Just a couple of errors I might have made, I only code for fun, so I do a lot of trial and error to get things right.

[prallen]

Alright thanks a lot I'm gonna try some of that stuff right now.  I've been doing some work with php and mysql... for a few years... just kind of playing around though.

[lupld]

same here, I'm usually on aim, if you need some specific help let me know.

 

if you're storing the images in mysql that's the one thing I haven't really dabbled with, so I don't exactly know how it works, but I think you can pick out what I've said so far and make it work.

 

Good luck

[prallen]

Thanks a lot man, worked like a charm.

 

What i'm actually going to do to show the picture and its rating is include a second variable $picID in the $_POST.  Then i'm going to have an if statemtent EX: if ($_POST != '') with a function that will lookup the information on the picture id based on $picID.

 

Thankss

[lupld]

No problem, glad I could help.

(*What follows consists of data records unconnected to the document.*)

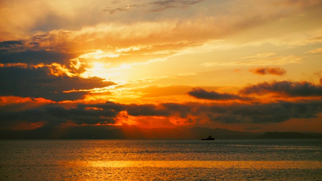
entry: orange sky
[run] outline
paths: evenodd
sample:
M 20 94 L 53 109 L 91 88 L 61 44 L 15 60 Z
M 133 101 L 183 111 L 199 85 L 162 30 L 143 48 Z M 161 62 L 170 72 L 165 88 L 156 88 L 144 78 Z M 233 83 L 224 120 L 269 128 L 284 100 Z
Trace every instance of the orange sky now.
M 0 129 L 322 130 L 322 1 L 0 9 Z

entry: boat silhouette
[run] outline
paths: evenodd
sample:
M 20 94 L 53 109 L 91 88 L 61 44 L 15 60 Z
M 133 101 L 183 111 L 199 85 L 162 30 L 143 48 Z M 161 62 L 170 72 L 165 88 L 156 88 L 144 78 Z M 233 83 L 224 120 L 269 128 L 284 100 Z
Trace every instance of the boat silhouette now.
M 214 140 L 214 139 L 215 138 L 212 137 L 211 135 L 210 135 L 210 136 L 208 136 L 207 138 L 202 138 L 201 140 Z

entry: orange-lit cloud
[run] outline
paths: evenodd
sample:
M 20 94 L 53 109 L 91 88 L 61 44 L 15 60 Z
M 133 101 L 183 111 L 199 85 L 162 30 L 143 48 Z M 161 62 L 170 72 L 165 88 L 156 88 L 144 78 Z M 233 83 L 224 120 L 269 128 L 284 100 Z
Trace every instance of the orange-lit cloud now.
M 275 75 L 283 75 L 286 73 L 286 70 L 284 69 L 275 67 L 257 67 L 254 69 L 251 69 L 249 71 L 251 72 L 259 75 L 272 74 Z
M 316 124 L 321 10 L 320 0 L 3 1 L 0 129 Z

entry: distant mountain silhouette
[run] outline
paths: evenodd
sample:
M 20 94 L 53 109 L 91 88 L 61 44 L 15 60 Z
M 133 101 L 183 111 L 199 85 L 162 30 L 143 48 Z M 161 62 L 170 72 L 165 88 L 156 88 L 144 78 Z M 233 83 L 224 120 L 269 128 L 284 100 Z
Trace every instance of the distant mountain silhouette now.
M 267 132 L 261 135 L 258 138 L 322 138 L 317 136 L 307 134 L 295 132 Z
M 0 139 L 217 139 L 321 138 L 297 132 L 254 133 L 225 129 L 193 127 L 146 128 L 137 126 L 75 126 L 39 128 L 29 130 L 0 130 Z
M 253 138 L 259 133 L 194 127 L 146 128 L 137 126 L 76 126 L 39 128 L 29 130 L 0 130 L 1 139 L 200 139 Z

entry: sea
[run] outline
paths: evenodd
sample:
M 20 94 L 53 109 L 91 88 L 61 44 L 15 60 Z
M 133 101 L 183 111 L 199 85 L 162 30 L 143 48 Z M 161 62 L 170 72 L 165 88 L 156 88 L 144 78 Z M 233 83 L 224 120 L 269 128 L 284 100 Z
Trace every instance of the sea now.
M 1 180 L 322 180 L 322 139 L 0 140 Z

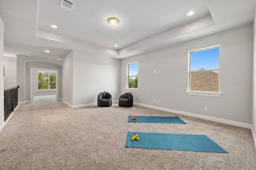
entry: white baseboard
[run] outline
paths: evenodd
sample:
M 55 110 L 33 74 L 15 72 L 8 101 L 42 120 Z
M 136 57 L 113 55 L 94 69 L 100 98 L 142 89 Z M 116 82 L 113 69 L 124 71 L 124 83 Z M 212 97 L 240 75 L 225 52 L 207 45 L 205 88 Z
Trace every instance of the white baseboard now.
M 255 149 L 256 149 L 256 136 L 255 135 L 255 133 L 253 130 L 253 128 L 252 128 L 252 128 L 251 128 L 251 130 L 252 130 L 252 139 L 253 139 L 253 141 L 254 143 L 254 146 L 255 147 Z
M 5 126 L 5 122 L 4 121 L 4 122 L 3 122 L 3 123 L 0 125 L 0 132 L 2 131 L 2 130 L 3 130 L 3 129 L 4 129 L 4 126 Z
M 217 117 L 212 117 L 210 116 L 206 116 L 204 115 L 198 115 L 198 114 L 192 113 L 191 113 L 186 112 L 185 111 L 180 111 L 179 110 L 173 110 L 172 109 L 167 109 L 166 108 L 160 107 L 155 106 L 146 104 L 142 104 L 138 103 L 134 103 L 135 105 L 145 107 L 146 107 L 151 108 L 152 109 L 156 109 L 163 111 L 168 111 L 169 112 L 179 114 L 180 115 L 185 115 L 194 117 L 202 119 L 211 121 L 215 121 L 222 123 L 226 124 L 227 125 L 232 125 L 233 126 L 238 126 L 239 127 L 244 127 L 247 129 L 251 129 L 252 125 L 249 123 L 246 123 L 242 122 L 233 121 L 232 120 L 224 119 L 223 119 L 218 118 Z
M 12 113 L 10 115 L 10 116 L 9 116 L 9 117 L 8 117 L 6 120 L 5 121 L 5 125 L 6 125 L 7 124 L 7 123 L 9 122 L 9 121 L 10 120 L 10 119 L 11 119 L 11 118 L 12 118 L 13 115 L 14 115 L 14 114 L 15 113 L 15 112 L 16 112 L 16 110 L 17 110 L 17 109 L 18 109 L 18 108 L 19 107 L 19 106 L 20 106 L 20 104 L 18 104 L 18 105 L 17 105 L 17 106 L 16 106 L 16 107 L 14 109 L 14 110 L 12 112 Z
M 64 103 L 64 104 L 66 104 L 66 105 L 68 105 L 68 106 L 70 107 L 73 108 L 72 107 L 73 106 L 71 104 L 69 104 L 67 102 L 65 102 L 64 100 L 62 100 L 62 102 Z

I'm especially glad it worked off the bat for you, usually I make a lot of mistakes before I get it right.

 

And don't be too intimidated by javascript, it really isn't hard once you get used to it. A good javascript editor like adobe dreamweave goes a long way too. If you look around I'm sure there are some free alternatives.

[prallen]

One more thing if possible... how can my form submit 2 variables within its $_POST array?

i put this within my <form> tags but it does not seem to be working

<?php
print "<input type = \"hidden\" name = \"UniqueID\" value = \"".$UniqueID."\">";
?>

[prallen]

EDIT:  Nevermind, it works with static text.. I must have done something wrong while retrieving UniqueID.